The wind sculpture standing almost three storeys tall is no longer at one of Edmonton's busiest and nosiest corners.
What looked like a supersized pan flute or a hodgepodge of organ pipes at 109th Street and Jasper Avenue was recently removed to make way for a new condo tower.
The $75,000 aluminum and steel structure — called Number 23 for the number of musical notes it was supposed to sound on windy days — was unveiled 10 years ago, the result of a countrywide competition.
But many say the sculpture never piped a solitary note, while others said even if it did, it couldn't be heard over the traffic.
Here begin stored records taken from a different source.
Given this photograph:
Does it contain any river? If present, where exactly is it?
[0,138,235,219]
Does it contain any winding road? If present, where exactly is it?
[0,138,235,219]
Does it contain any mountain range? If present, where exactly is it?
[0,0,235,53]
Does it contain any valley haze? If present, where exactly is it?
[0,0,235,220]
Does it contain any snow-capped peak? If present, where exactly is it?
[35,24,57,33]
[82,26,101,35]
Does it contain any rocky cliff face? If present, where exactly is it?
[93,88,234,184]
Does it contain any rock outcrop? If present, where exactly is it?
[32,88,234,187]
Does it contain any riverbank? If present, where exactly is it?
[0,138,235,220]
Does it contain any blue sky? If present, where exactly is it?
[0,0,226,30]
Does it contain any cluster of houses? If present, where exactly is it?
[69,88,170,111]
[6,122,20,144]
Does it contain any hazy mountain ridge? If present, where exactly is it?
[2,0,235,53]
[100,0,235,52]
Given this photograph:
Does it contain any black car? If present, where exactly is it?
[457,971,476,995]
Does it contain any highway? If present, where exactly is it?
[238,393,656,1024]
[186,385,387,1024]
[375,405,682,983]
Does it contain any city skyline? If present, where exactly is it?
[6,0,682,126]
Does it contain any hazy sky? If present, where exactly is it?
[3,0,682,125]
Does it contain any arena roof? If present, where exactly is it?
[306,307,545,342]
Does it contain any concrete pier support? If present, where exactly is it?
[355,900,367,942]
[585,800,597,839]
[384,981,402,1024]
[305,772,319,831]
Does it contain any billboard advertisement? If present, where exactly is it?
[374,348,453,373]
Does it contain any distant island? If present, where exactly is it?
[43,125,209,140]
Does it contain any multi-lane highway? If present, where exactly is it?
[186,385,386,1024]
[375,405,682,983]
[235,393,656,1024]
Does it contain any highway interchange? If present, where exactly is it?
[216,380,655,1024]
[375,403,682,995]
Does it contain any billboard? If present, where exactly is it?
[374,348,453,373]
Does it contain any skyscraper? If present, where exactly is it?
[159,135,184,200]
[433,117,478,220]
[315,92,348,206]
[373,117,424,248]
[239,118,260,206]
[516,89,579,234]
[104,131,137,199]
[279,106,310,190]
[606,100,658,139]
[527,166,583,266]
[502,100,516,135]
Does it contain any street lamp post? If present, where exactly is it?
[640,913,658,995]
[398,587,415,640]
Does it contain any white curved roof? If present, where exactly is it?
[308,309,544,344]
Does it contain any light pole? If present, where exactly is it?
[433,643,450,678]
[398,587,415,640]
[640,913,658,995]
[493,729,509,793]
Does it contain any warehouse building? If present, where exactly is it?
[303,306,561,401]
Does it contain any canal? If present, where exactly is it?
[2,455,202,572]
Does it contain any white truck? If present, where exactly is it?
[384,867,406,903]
"It absolutely never did anything," said Edmonton artist Ryan McCourt who attended the unveiling in 2002. "It was not even attempting to be a piece of visual art. It was trying to be a musical instrument and it was failing at that.
"You're always going to hear the traffic over the noise of that," he said. "If the wind is strong enough to have that thing make a noise, it would be making a noise in my ears as well."
Co-creator of the sculpture, Marc Boutin, said the sculpture did make music, but the growing volume of downtown traffic drowned it out.
The Calgary artist said he's happy the artwork is moving.
"We felt that the site was devolving as the right site for that piece and so when we heard that it would be taken down, I have to say that I was excited about its second life."
The city will find a new home by spring, said John Mahon, executive director of the Edmonton Arts Council.
"We're going to do some conservation and restorative work on it because it's been on the street for a number of years and we'll look for a place to resite it because it's our understanding that that location will not be available when this particular construction project is finished."
Boutin said he would like the piece to end up in a more idyllic location.
"The river valley I think is very interesting because Edmontonians do like that necklace of green public spaces," he said. "There is quite a bit of wind that moves down that valley."